Updated: Apr 18, 2021

A group of four men come into our camp as the evening takes over. They are quiet, worn out. They sit around and we start cooking dinner. After a little rest and some campbell chicken soup with tortillas, they start telling chistes. The one they call Manuel knows a lot of chistes and makes his friends laugh the hardest. He has a round boyish face and black hair slicked back with brillantine. Even though his clothes are dusty and ragged, his sneakers worn down to holes, he has managed to keep his hair slick. There is not a single hair out of place.

After dinner, Manuel helps me wash the mountain of dishes. My headlamp is the only source of light in the dark. We scrape the food into the compost bucket, sponge down the utensils and plates in the soap bucket, rinse them in the clean water bucket, and then dip it all in the bleach bucket. We balance the dishes on the drying rack. The soap bucket gets slimy with food scraps very quickly and the clean water and bleach buckets get gray after only a few minutes. I prefer to wash the dishes with as little light as possible. Manuel asks me where I’m from and how I know how to speak Spanish. I tell him I am from California and that I learned to speak Spanish in school. I ask him where he is going. He says he is going to Arkansas because he lived there for seven years before and had a job fixing houses for a Chinese man before he got deported. His girlfriend and little boy are still in Arkansas and he needs to get back to them.
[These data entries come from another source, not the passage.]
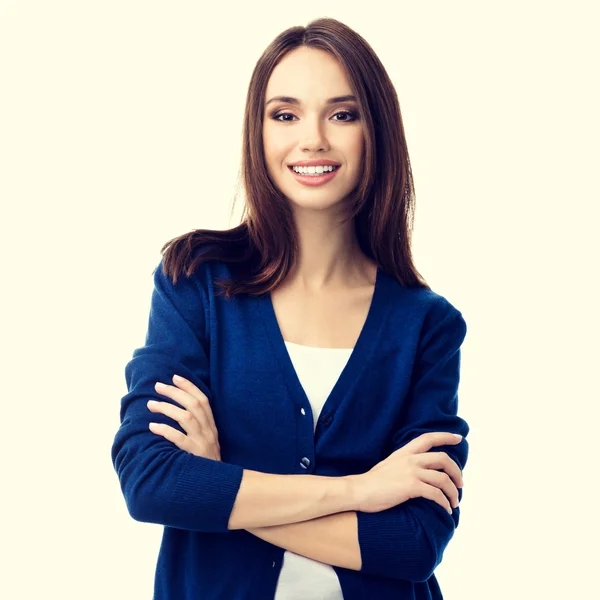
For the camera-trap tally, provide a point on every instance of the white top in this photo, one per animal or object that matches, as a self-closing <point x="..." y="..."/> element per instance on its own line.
<point x="318" y="369"/>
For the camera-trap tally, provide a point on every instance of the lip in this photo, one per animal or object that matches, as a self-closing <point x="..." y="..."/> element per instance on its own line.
<point x="313" y="180"/>
<point x="313" y="163"/>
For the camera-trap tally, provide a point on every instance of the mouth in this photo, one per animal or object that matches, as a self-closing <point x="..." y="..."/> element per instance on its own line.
<point x="316" y="179"/>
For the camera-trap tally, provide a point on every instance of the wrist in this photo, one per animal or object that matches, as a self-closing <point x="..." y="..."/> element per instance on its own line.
<point x="352" y="492"/>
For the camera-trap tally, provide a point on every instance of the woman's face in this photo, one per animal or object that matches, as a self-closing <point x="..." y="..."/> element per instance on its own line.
<point x="312" y="129"/>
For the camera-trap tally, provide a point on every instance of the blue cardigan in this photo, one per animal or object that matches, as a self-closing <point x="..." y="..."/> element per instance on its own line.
<point x="401" y="380"/>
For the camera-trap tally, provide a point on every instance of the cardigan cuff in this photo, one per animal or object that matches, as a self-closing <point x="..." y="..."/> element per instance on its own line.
<point x="204" y="494"/>
<point x="393" y="544"/>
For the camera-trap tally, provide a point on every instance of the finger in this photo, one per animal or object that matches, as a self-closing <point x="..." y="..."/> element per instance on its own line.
<point x="189" y="402"/>
<point x="434" y="493"/>
<point x="173" y="435"/>
<point x="441" y="480"/>
<point x="189" y="387"/>
<point x="186" y="419"/>
<point x="440" y="460"/>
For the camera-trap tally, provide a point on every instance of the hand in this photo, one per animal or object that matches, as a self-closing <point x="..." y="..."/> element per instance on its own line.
<point x="197" y="419"/>
<point x="410" y="472"/>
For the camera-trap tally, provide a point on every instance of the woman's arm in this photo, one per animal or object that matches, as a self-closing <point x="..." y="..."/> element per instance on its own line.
<point x="266" y="499"/>
<point x="332" y="539"/>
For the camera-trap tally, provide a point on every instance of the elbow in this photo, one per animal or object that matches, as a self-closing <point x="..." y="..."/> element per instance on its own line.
<point x="139" y="473"/>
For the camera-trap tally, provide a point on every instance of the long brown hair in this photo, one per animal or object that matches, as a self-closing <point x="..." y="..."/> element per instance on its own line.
<point x="264" y="247"/>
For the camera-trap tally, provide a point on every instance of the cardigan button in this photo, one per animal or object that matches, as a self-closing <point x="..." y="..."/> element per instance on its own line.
<point x="327" y="420"/>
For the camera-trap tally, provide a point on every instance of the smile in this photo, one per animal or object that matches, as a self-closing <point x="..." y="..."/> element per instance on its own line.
<point x="314" y="179"/>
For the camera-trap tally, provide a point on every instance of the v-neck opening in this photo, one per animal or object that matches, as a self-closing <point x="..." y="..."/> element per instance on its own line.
<point x="356" y="362"/>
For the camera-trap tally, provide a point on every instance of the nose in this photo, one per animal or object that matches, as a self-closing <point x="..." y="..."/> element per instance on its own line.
<point x="312" y="136"/>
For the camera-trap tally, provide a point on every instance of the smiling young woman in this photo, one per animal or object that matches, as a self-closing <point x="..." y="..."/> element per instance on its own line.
<point x="319" y="369"/>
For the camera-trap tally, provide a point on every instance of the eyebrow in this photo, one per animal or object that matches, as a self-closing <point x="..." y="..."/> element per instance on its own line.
<point x="334" y="100"/>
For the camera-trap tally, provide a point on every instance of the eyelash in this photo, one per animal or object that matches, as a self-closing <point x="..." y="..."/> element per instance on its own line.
<point x="341" y="112"/>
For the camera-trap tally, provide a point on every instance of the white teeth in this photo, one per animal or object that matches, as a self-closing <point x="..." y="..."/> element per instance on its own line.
<point x="316" y="170"/>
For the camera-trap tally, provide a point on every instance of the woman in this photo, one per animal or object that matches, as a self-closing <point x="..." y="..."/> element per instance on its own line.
<point x="287" y="444"/>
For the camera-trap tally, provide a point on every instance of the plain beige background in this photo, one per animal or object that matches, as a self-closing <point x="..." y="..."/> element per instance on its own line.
<point x="120" y="128"/>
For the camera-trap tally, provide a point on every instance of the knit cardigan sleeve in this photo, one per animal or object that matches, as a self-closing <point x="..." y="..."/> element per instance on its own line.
<point x="161" y="483"/>
<point x="407" y="541"/>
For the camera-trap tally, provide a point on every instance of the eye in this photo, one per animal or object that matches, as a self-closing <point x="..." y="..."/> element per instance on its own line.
<point x="350" y="116"/>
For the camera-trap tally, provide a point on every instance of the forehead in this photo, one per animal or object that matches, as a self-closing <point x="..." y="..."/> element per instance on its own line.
<point x="308" y="74"/>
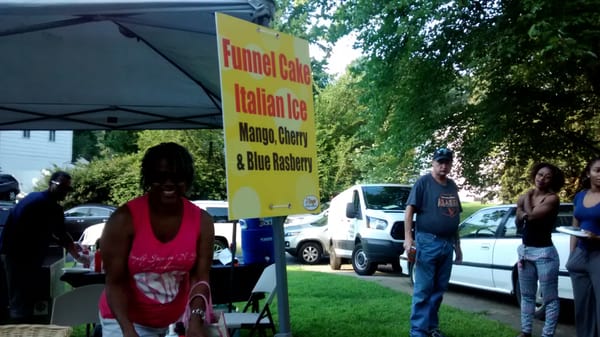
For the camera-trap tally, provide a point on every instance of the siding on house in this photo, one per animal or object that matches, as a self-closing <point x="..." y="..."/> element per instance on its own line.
<point x="26" y="157"/>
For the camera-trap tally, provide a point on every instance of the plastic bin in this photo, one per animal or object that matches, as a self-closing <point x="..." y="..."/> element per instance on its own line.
<point x="257" y="241"/>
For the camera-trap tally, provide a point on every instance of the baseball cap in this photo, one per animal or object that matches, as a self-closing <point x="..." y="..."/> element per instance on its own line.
<point x="442" y="154"/>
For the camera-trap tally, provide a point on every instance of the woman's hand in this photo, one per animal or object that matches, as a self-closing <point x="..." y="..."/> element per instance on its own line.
<point x="196" y="329"/>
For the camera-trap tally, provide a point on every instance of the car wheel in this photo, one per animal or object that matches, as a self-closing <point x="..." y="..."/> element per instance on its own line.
<point x="540" y="308"/>
<point x="310" y="253"/>
<point x="361" y="263"/>
<point x="219" y="245"/>
<point x="335" y="262"/>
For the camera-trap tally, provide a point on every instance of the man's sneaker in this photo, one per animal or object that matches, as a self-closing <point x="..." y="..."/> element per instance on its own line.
<point x="436" y="333"/>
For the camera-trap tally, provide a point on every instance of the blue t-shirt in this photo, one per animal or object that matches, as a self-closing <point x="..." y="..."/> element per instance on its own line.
<point x="588" y="218"/>
<point x="438" y="206"/>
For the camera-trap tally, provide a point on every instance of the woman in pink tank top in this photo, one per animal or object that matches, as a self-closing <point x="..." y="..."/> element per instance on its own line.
<point x="153" y="248"/>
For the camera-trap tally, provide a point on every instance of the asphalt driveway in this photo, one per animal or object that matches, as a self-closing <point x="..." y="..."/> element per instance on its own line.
<point x="495" y="306"/>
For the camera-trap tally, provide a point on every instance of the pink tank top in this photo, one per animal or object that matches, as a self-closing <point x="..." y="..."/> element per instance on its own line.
<point x="159" y="272"/>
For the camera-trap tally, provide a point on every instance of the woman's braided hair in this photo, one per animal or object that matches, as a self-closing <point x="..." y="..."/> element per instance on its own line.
<point x="177" y="157"/>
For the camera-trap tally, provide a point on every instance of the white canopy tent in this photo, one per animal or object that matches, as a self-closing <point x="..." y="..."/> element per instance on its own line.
<point x="114" y="64"/>
<point x="120" y="65"/>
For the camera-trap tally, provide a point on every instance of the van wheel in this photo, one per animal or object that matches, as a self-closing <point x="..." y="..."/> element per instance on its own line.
<point x="360" y="263"/>
<point x="310" y="253"/>
<point x="335" y="262"/>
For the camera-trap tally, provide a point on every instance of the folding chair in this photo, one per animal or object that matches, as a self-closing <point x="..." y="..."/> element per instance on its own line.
<point x="78" y="306"/>
<point x="261" y="320"/>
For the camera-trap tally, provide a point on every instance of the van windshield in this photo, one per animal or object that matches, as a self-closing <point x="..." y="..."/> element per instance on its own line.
<point x="387" y="198"/>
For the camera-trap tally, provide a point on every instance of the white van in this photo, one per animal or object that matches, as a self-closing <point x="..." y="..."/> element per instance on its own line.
<point x="366" y="226"/>
<point x="224" y="228"/>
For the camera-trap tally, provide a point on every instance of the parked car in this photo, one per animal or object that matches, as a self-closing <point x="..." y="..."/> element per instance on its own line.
<point x="9" y="187"/>
<point x="223" y="227"/>
<point x="489" y="239"/>
<point x="78" y="218"/>
<point x="307" y="238"/>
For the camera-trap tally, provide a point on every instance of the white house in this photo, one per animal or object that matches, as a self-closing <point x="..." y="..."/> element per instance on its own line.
<point x="27" y="153"/>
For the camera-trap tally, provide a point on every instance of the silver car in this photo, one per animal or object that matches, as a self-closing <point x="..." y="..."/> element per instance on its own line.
<point x="307" y="238"/>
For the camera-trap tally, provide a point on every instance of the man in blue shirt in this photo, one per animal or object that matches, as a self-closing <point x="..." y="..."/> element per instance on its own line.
<point x="30" y="227"/>
<point x="434" y="199"/>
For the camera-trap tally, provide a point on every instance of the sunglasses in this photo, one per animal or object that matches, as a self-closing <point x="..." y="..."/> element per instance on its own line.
<point x="58" y="184"/>
<point x="443" y="152"/>
<point x="164" y="176"/>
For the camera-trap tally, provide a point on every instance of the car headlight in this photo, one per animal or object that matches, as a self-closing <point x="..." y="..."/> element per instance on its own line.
<point x="292" y="233"/>
<point x="376" y="223"/>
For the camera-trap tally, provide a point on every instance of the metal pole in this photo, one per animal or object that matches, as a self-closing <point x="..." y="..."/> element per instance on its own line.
<point x="283" y="306"/>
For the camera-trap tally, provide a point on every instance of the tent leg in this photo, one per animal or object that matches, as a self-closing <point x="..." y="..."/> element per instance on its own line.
<point x="283" y="306"/>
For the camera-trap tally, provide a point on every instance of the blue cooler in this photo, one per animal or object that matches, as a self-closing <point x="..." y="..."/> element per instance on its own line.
<point x="257" y="241"/>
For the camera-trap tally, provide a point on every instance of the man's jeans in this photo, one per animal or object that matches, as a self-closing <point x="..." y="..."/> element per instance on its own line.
<point x="432" y="272"/>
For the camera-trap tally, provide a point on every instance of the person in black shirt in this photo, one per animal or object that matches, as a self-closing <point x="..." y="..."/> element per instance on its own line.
<point x="30" y="227"/>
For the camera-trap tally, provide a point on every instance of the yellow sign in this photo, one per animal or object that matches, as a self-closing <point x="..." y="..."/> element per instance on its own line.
<point x="268" y="119"/>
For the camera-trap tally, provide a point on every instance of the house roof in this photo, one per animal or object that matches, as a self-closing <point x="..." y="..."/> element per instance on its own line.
<point x="114" y="64"/>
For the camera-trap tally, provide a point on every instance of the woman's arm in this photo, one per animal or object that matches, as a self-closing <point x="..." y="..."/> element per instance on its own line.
<point x="520" y="211"/>
<point x="574" y="239"/>
<point x="201" y="272"/>
<point x="116" y="243"/>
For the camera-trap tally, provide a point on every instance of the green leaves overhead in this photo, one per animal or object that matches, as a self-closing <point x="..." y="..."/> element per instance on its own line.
<point x="499" y="81"/>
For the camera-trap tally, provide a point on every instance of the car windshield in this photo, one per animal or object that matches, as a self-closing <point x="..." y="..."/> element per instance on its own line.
<point x="388" y="198"/>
He tells me that he could not find work in Mexico and most days he did not have enough money to even buy tortillas. A few weeks ago, his three friends from childhood were shot dead on their way to the market to buy some beers. It happened in the middle of the day and witnesses saw a teenager shoot them and run away. Manuel gets quiet and we finish the dishes.


I sweep the trailer out. It feels claustrophobic with the still heat trapped. Manuel calls out to me. He says he and his friends are leaving. They’ve arranged their ride. They need to start now to get to their meeting spot in time. I come out and I wish them health and luck. They walk out and disappear into the brushes. I hope they make it.